Bem mais difícil para as vítimas de clonagem é provar que houve fraude com o cartão bancário. De acordo com o coordenador do Procon em Londrina, Gerson da Silva, os bancos tentam se defender de todas as formas e geralmente empurram a culpa para os clientes. ''Como os bancos monitoram os caixas eletrônicos 24 horas por dia, o cliente pode exigir as gravações que mostram quem efetuou os saques nos horários registrados no histórico da conta. Com as imagens, ele pode comprovar que os saques foram feitos por desconhecidos'', aconselha.
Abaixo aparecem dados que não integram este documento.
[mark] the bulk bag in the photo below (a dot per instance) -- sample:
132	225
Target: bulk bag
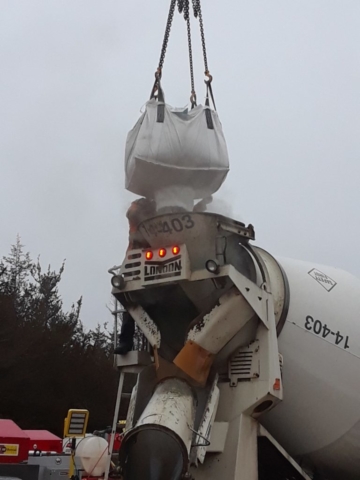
176	147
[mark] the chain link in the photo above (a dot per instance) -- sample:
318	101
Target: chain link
167	35
198	14
184	8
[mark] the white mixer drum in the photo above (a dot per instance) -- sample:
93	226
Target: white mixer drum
319	418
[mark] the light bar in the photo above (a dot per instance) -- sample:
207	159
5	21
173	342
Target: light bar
76	423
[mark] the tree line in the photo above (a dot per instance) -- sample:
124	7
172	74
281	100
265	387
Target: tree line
48	362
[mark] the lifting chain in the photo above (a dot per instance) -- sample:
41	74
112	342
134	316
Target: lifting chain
184	8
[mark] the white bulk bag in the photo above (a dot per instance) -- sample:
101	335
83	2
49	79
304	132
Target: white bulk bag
171	147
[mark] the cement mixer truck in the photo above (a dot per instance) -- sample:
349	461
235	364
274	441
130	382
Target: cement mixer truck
253	366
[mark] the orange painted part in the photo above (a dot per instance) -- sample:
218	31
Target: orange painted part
195	361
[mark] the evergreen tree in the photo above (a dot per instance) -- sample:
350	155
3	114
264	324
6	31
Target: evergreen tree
48	362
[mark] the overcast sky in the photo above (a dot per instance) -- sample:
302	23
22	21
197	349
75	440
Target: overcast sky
75	74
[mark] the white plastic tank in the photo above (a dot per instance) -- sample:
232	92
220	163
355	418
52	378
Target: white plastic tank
319	418
93	453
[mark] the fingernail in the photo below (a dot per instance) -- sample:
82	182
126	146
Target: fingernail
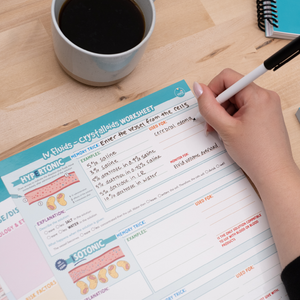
197	89
206	129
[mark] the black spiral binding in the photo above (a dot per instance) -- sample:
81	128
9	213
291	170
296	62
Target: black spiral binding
266	10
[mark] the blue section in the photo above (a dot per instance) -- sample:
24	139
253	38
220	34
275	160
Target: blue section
288	12
35	153
3	192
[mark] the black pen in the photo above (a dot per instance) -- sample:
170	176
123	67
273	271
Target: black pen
277	60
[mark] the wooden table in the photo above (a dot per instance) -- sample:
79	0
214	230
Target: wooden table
193	40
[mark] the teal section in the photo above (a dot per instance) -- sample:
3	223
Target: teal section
3	192
35	153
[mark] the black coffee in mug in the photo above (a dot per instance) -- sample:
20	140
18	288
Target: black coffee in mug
102	26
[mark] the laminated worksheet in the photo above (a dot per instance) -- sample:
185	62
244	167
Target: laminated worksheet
141	204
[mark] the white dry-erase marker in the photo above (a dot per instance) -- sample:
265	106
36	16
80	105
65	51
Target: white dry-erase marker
274	62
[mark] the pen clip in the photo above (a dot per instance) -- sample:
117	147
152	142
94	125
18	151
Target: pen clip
286	60
284	55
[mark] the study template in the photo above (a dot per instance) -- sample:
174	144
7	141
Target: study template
141	204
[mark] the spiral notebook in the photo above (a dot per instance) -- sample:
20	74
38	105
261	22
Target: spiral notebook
279	18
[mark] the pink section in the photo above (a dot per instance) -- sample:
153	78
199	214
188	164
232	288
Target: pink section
22	264
96	264
51	188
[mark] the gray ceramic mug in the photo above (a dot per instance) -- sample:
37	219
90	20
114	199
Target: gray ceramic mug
93	68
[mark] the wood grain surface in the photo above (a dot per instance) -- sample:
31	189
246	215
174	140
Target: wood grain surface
193	40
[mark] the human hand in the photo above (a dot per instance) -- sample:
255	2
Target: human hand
250	124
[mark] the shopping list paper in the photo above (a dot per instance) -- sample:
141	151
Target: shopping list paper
20	256
141	204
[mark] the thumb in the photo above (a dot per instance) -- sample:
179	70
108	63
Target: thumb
211	110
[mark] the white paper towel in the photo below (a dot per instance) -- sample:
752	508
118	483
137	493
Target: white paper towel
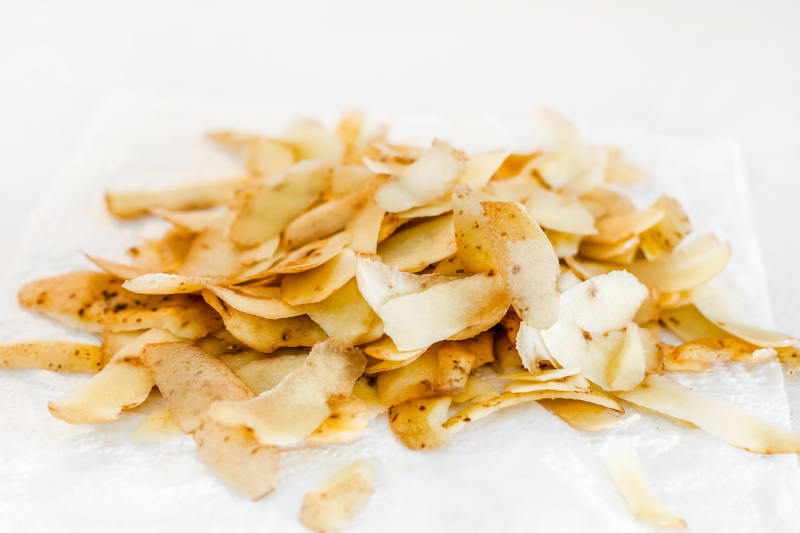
520	470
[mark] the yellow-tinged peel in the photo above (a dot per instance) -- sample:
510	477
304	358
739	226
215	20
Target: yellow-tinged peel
386	350
587	416
425	181
264	334
560	212
267	207
527	263
336	502
192	221
190	381
264	302
59	356
120	270
415	321
726	422
642	501
312	286
263	374
616	228
348	421
483	409
157	426
418	423
182	198
165	284
295	407
96	302
123	383
346	316
414	248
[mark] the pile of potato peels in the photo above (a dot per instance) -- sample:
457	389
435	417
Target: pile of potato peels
347	276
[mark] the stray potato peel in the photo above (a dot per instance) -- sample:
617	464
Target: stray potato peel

Se mesmo assim o banco se recusar a ressarcir os prejuízos da vítima, ela pode entrar com processo judicial contra a instituição. Segundo o advogado Josinaldo da Silva Veiga, os bancos têm obrigação de criar controles de segurança para os clientes. ''O código do consumidor se aplica às transações bancárias e, portanto, o cliente lesado tem direito à indenização'', conclui. Além da quantia sacada da conta pelos golpistas, o correntista tem direito à devolução do valor dos juros pagos para cobrir o prejuízo.